Rough measurement-based steps could be as follows:

  1. Create a Tissue thresholder to locate the tissue of interest, vs background.

  2. Within the Tissue areas, use a pixel classifier to find fibrotic, “normal,” and hematoxylin heavy areas (*possibly damaged tissue)

  3. Once the Tissue has been subdivided, select the fibrotic and normal tissue regions to run cell detection.
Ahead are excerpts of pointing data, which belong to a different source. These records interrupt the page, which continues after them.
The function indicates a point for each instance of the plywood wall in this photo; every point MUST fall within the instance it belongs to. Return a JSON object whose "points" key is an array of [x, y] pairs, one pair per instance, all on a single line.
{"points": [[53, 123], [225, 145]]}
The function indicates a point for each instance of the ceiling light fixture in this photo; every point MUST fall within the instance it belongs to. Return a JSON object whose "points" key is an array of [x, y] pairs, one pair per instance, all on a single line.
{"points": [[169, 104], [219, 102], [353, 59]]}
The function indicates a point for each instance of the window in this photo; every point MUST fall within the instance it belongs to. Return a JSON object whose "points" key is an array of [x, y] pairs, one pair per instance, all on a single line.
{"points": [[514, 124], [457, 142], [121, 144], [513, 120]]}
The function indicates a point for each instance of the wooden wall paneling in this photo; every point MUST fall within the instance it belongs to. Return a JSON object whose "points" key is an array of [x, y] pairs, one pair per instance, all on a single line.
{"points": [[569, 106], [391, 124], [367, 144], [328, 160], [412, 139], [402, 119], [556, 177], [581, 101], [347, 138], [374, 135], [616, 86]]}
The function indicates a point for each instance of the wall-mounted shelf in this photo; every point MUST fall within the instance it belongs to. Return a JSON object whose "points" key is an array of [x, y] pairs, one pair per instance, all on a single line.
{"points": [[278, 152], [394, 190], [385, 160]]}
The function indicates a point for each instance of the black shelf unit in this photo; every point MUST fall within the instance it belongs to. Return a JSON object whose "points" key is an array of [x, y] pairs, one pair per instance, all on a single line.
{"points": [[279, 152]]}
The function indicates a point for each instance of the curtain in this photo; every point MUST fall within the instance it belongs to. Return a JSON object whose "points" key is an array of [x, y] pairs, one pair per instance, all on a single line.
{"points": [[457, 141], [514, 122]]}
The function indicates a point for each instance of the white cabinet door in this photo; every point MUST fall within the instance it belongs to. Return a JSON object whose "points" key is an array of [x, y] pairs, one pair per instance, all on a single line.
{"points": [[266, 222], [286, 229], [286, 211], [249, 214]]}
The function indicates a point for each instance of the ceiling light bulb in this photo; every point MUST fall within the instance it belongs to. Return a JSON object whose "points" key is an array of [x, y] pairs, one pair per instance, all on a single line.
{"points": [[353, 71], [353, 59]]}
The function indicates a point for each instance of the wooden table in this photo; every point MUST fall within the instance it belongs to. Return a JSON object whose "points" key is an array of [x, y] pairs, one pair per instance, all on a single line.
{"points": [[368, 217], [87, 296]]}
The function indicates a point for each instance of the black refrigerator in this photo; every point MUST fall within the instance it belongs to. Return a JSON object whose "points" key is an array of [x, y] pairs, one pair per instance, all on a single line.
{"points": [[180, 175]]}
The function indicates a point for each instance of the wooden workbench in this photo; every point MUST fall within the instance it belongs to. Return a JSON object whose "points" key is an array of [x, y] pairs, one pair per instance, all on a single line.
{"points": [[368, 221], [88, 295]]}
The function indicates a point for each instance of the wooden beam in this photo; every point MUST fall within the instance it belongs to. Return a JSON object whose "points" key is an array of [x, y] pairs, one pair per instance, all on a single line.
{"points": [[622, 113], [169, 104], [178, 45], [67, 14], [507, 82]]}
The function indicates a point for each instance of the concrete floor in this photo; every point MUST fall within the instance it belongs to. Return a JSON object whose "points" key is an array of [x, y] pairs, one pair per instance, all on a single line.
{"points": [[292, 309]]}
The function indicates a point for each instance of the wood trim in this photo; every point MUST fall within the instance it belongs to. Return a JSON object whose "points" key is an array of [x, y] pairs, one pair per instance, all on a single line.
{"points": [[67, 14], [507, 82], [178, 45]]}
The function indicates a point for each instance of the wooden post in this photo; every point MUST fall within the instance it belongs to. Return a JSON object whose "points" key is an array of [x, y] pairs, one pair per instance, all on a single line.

  4. Run a cell classifier within each region. In this case I will choose elongated vs round nuclear shapes.

Regions.PNG
 

With these steps laid out, we should select a test set of images to perform steps like determining thresholds for positivity. I will use Tile 4.ome.tif and Tile 1.ome.tif as I already noticed that tile 4 has a tissue fold on it, which will be useful for the pixel classifier training. Tile 1 will help ensure a minimum size threshold is set so as not to include extra bits of tissue.

It is also important to figure out at this point how detailed of an analysis you want to perform, and what level of error you can accept. In order to make the analysis in this example workable across a variety of computers, I will use moderate resolutions for all of my classifiers. This choice decreases my accuracy, but increases the speed at which the scripts in the demo project will run. If your computer can handle it, I encourage you to go through all of the steps with a higher resolution to try to refine your results.

In the real world, tradeoffs might be slightly different. Turnaround speed might be important in some clinical settings, but the tradeoffs in analysis tend to be things more like losing broad features when zooming in to detect the small features. QuPath only supports up to 8x8 pixel filters based on the Pixel classifier base resolution, meaning you sometimes need to choose between large features and finder details. Alternatively, you might try sequentially higher resolution Pixel classifiers that can be run within lower resolution pixel classifiers, much like we will run a Pixel classifier within a Thresholder.

symbol Rant on image analysis abuse

Please do not run through your whole data set with different settings and algorithms until you find settings that “prove” what you want to find. That is not science, that is the equivalent of p-hacking or other statistical manipulations, and yet many people do not realize it is wrong because “they just want to show the difference they see.” You may be able to come up with very creative and novel correlations via non-hypothesis driven research, but that is not the same as attempting to prove anything.

Both the human mind and machine learning tools are very good at finding patterns, even if none of them are biologically relevant. That is why you need to determine your hypothesis and methods prior to testing on your data, not adjust your settings continuously until you get the answer you wanted. Many failed drugs and unreproducible studies are probably the result of just such a lack of experimental design.
The reasoning is the same as for using Validation sets when training Deep Learning models. DL models can easily overfit the data, and appear to give very good results on certain data sets - but then they do not do well on other data sets or “in the wild” because they did not actually learn what the designer thought that they learned. The fact that a particular model is coming to the answer that you want does not mean that it is doing so correctly! Billions of dollars have probably been wasted on poorly designed experiments, so please be careful!
https://en.wikipedia.org/wiki/Overfitting
As the image analyst, you can just as easily overfit your project with thresholds, sigmas, and carefully picked measurement choices as any deep learning model can overfit its training data.
If you have discovered your hypothesis by iterating through image analysis methods, that is just fine! But you have not proven anything until you test that method or hypothesis on new data, that was not part of the way the method or hypothesis was determined.